しかし、私には叶えてほしいことがあった。
「おい!!さっさとメシの用意しろ!!聞こえないのか!?」
私がいる2階の部屋に、大声で1階から男の声が聞こえている。
あいつだ。
あいつが私の叶えてほしい対象。
見ての通り、かなり乱暴な性格だ。なぜ私はこんな男と結婚したのだろう。
「今行くから待っててよ!!」
私は乱暴に答えた。
・・・・・こんなチェンメに頼るなんて。私、かなり疲れてるわね。
丁度明日は12月25日。
時刻設定をして私は返信メールを書いた。
【本文】
Re:1人になりたい。
あの男がいない世界に行きたい。
あの男と永遠に会わなくて言い場所に。
END
12月25日。
私は仕事が終わり、重くなったまぶたをこすりながら玄関を通ってリビングに行った。
すると、パンッというクラッカーの音とともに私の眠気は一気に覚めた。
見るとあいつがクラッカーを持って待っていた。
「メリークリスマス。
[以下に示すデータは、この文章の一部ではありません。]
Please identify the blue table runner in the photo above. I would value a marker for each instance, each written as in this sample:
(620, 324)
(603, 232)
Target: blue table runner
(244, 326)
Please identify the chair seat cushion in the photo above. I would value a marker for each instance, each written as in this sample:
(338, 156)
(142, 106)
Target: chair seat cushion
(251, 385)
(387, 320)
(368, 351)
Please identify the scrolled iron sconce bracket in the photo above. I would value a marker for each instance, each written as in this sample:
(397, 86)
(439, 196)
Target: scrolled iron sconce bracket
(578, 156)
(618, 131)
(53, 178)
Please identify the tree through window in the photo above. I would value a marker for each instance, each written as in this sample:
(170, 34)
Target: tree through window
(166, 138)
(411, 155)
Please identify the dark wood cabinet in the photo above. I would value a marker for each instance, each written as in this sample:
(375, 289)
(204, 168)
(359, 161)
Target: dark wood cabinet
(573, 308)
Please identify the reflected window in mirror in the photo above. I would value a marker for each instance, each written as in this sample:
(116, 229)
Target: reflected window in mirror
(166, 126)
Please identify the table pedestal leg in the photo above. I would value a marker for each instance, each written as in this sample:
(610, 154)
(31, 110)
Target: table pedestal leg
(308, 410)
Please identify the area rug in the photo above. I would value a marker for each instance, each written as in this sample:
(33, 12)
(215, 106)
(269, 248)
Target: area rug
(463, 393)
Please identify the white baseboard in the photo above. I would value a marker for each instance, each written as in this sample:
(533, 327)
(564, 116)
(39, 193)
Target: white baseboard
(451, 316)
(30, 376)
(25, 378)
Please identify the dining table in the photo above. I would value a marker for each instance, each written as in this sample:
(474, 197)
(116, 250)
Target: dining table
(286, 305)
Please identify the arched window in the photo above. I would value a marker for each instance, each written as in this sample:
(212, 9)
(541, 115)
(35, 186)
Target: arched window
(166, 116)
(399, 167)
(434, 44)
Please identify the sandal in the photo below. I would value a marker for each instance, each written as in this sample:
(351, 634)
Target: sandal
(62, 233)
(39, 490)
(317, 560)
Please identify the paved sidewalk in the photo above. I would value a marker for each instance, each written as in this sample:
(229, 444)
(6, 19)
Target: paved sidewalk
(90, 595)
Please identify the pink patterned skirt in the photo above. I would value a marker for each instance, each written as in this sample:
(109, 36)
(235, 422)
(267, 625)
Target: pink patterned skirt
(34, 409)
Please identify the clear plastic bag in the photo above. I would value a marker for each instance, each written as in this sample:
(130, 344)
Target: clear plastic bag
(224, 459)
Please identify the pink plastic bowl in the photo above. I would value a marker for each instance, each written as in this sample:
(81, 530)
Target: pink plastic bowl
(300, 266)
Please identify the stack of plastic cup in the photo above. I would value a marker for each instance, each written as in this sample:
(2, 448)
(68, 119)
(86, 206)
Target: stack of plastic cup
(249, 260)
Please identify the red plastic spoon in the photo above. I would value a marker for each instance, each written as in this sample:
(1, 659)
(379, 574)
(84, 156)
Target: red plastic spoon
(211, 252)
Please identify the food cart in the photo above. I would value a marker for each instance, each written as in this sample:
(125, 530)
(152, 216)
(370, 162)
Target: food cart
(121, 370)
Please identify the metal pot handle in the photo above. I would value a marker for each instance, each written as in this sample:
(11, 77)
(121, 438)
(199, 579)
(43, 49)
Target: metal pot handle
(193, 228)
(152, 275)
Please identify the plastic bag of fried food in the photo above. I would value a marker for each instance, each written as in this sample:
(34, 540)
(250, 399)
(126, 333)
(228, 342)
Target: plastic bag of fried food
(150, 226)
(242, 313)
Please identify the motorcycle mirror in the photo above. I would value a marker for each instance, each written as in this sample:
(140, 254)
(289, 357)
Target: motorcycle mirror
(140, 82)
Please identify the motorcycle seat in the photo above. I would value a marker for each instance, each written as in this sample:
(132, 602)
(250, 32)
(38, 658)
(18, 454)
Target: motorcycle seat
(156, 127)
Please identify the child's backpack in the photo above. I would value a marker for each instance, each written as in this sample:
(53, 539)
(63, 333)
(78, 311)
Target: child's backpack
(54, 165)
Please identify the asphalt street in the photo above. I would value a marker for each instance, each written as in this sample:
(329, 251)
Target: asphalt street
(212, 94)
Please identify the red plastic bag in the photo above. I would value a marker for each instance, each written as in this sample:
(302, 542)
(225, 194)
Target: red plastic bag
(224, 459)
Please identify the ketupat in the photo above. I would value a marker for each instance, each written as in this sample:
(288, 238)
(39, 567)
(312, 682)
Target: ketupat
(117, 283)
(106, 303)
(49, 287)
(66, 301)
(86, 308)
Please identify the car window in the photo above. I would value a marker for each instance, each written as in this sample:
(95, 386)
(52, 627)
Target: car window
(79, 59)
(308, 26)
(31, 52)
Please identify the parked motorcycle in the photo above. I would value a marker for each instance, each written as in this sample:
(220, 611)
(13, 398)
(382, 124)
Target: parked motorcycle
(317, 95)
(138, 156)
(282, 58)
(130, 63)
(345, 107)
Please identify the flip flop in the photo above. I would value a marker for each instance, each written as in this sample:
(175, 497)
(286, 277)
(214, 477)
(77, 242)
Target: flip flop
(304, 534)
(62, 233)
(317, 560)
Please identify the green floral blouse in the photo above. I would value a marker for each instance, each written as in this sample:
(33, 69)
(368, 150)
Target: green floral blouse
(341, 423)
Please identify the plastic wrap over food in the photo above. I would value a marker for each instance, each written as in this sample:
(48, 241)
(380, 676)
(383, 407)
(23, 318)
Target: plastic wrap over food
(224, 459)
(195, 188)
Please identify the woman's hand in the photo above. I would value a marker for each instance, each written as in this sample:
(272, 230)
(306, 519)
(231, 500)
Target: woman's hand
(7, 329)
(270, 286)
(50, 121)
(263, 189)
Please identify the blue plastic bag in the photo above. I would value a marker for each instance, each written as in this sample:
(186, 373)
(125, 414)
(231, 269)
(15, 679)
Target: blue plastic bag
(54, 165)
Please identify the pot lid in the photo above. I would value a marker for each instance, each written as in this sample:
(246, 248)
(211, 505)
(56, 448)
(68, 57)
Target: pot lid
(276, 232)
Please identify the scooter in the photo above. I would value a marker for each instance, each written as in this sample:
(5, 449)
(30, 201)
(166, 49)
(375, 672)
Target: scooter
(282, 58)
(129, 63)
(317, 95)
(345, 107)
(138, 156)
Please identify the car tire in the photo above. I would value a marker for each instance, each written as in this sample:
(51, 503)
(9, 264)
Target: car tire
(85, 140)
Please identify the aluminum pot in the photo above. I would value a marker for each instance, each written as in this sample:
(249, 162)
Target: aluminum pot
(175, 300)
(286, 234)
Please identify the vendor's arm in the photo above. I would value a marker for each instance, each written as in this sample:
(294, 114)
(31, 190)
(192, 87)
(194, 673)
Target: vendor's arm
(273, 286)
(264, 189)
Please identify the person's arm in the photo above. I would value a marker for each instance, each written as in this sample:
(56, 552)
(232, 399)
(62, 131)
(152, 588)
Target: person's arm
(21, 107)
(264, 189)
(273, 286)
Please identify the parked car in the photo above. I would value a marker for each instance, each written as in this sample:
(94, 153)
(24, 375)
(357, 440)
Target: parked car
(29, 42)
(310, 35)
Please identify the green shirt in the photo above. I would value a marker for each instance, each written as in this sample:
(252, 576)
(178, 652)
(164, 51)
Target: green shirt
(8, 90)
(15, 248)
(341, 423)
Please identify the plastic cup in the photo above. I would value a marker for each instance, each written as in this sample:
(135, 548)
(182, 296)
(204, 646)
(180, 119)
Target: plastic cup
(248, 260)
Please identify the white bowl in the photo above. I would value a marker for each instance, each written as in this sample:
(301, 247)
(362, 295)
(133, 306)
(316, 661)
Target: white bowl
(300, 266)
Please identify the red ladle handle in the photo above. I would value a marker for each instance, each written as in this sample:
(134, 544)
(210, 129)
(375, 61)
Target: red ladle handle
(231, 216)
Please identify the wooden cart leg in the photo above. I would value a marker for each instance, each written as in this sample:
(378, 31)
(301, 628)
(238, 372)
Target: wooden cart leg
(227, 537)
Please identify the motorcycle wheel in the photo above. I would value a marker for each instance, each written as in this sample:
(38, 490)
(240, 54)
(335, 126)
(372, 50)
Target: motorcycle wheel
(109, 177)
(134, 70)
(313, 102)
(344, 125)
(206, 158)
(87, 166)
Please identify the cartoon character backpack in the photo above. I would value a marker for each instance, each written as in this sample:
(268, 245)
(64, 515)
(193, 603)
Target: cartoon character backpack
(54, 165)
最近仕事が上手くいかなくて、お前に八つ当たりしたりしてごめんな」
あいつは申し訳なさそうな顔で言った。
その顔は嘘などではなく、本当に反省している顔だった。
うれしかった。
そんなこと、考えたこともなかった。
私が間違っていたのかも。
「ありがとう・・・メリークリスマ・・」
そのとき、
ガシャァァァン!!!
shake
突然私の後ろから信じられないほどの激痛が走った。
「・・・・・・!」
あいつの声がだんだんと遠ざかっていく。
数秒後、私は家に突っ込んできた軽トラックに轢かれたのだと分かった。
なんで?どういうこと?
そうして、私は目の前が真っ暗になっていくのを感じていた。
パソコンに、新着メールが届いた。
【本文】
メリークリスマス!!!
プレゼントを贈ったよ。
「1人になりたい」が叶ってよかったね。